Yoldasınız, yürüdüğünüz yolu bilmiyorsunuz, çaresiz bir şekilde can havliyle, 'İMDAT' çığlıkları atıyorsunuz. Çevrenizde birçok insan bu çığlıklarınızı duymalarına rağmen ilgilenmiyor ve keyfine bakıyor. Ne yaparsınız?

Siz de insansınız, senin çığlıklarını duyanlar da.

İşte Türkiye bu çığlıkları duydu, hissetti. Şefkat ve merhamet kollarını açtı. Bu arada belki de kendi insanını ihmal etmiş olabilir ama insanlığını unutmadı.

Suriyeliye ya da başka bir garibana giden her kuruşun sevabında hepimizin payı ve çocuklarımızın sadakası vardır. Bu insanlar yüz yıl önce bizim yönettiğimiz, dedeleriyle aynı düşmana mermi attığımız Müslüman insanlardır.

Örflerimiz, inançlarımız ve değerlerimiz büyük oranda örtüşmektedir.

Sayın Bakan'ımız Müdürlerine bunlara, 'TÜRKİYE KURSLARI 'vermelerini söylüyor.

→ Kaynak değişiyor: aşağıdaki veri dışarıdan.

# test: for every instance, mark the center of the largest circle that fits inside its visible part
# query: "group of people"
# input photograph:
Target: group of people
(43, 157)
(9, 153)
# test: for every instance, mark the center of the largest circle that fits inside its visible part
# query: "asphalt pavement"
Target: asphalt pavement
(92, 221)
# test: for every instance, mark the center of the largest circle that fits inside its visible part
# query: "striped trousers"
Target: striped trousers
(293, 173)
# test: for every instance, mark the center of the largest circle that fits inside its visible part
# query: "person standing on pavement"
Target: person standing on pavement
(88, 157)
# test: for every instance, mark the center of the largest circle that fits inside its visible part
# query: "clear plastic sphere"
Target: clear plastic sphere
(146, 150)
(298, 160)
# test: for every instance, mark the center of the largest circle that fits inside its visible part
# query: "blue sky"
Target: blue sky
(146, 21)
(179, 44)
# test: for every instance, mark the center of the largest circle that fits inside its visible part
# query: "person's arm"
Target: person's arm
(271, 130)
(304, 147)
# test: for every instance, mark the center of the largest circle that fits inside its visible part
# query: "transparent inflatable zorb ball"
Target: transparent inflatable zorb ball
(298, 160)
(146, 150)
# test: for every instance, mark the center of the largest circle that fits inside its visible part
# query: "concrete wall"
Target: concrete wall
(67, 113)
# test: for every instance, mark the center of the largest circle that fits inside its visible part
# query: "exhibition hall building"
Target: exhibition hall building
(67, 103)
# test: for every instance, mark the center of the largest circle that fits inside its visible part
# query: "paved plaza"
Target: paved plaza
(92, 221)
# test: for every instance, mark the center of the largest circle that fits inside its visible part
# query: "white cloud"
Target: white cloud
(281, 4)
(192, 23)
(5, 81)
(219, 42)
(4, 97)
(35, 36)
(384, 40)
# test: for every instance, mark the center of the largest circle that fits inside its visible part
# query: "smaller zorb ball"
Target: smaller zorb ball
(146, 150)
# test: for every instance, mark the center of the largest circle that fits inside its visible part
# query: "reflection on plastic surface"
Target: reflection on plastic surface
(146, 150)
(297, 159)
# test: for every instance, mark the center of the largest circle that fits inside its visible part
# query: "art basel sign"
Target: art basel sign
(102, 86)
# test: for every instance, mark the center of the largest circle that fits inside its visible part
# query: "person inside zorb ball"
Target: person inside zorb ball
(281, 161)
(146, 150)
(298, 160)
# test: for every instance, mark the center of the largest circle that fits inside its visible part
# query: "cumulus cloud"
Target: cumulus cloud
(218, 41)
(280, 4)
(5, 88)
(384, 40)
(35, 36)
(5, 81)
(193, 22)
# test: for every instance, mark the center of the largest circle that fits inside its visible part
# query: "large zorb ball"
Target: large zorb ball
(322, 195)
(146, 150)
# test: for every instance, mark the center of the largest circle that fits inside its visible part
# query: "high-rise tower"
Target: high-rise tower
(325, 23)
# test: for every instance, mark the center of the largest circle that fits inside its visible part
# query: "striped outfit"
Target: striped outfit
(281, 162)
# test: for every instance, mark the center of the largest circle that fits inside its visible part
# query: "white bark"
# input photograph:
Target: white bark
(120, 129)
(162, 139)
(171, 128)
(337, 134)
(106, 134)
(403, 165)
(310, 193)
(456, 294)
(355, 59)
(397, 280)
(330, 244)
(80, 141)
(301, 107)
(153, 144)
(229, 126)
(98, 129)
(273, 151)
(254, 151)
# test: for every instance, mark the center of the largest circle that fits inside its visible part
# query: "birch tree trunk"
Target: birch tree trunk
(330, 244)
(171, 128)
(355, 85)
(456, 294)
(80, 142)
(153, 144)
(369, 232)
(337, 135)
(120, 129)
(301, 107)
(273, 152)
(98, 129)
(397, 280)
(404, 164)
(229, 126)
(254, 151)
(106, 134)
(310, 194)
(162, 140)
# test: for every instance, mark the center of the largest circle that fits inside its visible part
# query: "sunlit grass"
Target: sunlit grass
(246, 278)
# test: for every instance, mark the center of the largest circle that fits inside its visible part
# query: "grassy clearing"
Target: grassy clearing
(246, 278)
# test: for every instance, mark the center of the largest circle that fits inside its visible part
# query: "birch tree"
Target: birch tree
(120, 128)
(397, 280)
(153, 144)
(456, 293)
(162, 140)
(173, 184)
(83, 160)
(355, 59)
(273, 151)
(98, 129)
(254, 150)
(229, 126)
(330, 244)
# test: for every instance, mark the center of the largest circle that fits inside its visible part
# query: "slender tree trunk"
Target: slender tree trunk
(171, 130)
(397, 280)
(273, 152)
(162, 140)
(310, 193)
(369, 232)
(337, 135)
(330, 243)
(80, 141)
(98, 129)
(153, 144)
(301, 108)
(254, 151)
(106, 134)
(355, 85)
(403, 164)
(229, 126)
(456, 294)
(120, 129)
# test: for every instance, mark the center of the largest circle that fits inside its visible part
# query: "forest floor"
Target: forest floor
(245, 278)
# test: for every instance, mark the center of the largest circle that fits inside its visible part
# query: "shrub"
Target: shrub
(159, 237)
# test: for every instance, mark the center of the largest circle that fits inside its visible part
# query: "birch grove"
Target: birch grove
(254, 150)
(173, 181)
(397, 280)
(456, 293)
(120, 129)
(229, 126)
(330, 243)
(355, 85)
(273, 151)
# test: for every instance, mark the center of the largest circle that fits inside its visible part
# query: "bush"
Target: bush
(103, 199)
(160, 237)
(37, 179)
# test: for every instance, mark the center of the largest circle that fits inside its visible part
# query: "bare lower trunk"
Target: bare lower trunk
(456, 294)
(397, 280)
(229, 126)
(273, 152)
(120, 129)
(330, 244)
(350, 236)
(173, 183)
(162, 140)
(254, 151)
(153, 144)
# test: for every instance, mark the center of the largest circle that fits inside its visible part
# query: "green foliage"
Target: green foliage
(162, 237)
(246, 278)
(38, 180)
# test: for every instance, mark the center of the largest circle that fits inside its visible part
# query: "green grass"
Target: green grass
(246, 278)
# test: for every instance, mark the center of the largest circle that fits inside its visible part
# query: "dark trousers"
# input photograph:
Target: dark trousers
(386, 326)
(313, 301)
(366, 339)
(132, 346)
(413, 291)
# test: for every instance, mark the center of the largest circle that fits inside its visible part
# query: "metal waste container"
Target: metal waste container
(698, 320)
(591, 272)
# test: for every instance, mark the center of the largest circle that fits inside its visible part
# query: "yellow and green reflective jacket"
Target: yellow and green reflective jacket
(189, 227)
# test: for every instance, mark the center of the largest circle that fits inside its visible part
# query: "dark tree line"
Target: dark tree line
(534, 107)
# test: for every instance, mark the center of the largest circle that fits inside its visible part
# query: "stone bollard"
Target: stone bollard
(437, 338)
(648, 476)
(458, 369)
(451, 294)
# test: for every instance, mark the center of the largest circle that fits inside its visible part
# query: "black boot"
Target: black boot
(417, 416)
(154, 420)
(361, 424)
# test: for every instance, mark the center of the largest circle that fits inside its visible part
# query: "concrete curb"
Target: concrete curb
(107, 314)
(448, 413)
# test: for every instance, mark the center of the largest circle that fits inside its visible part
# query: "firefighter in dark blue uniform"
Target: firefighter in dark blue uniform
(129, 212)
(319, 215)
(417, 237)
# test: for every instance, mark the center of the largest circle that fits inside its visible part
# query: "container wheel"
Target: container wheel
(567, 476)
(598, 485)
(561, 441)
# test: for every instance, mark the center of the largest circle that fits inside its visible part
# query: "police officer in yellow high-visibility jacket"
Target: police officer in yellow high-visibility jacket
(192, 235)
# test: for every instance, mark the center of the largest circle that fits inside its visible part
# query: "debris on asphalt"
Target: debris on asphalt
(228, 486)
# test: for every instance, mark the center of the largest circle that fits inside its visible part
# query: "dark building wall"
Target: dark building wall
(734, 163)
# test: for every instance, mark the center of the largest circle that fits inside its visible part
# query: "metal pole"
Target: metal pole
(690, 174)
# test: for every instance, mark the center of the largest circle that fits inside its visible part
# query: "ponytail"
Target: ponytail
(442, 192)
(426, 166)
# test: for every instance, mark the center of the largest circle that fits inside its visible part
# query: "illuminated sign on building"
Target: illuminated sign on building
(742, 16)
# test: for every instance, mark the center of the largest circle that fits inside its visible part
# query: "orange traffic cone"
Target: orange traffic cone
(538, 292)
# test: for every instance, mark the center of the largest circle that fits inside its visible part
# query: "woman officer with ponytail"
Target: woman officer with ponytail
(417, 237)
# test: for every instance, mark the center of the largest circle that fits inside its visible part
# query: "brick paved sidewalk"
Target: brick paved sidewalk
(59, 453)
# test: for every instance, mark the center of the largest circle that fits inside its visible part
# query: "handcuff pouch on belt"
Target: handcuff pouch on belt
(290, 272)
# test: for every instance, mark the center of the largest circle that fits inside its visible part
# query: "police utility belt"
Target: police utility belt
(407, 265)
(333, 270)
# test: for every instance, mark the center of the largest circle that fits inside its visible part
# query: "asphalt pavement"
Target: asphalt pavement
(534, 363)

Biz de buna katılıyoruz. Bunun nedeni ise toplumumuzun kırmızıçizgileriyle birlikte imaj sorunlarını çözmelerinin gerektiğidir. Çünkü imaj, bazen toplumla kaynaşmalarını ve yardım almalarını zorlaştırmaktadır.

Belirtmekte yarar vardır ki, muhalefet birkaç oy karşılığında toplumsal barışı zedelememeli ve milyonları rencide etmemelidir. Böyle bir davranışın insanlık ayıbı ve suçu olduğuna inanıyoruz.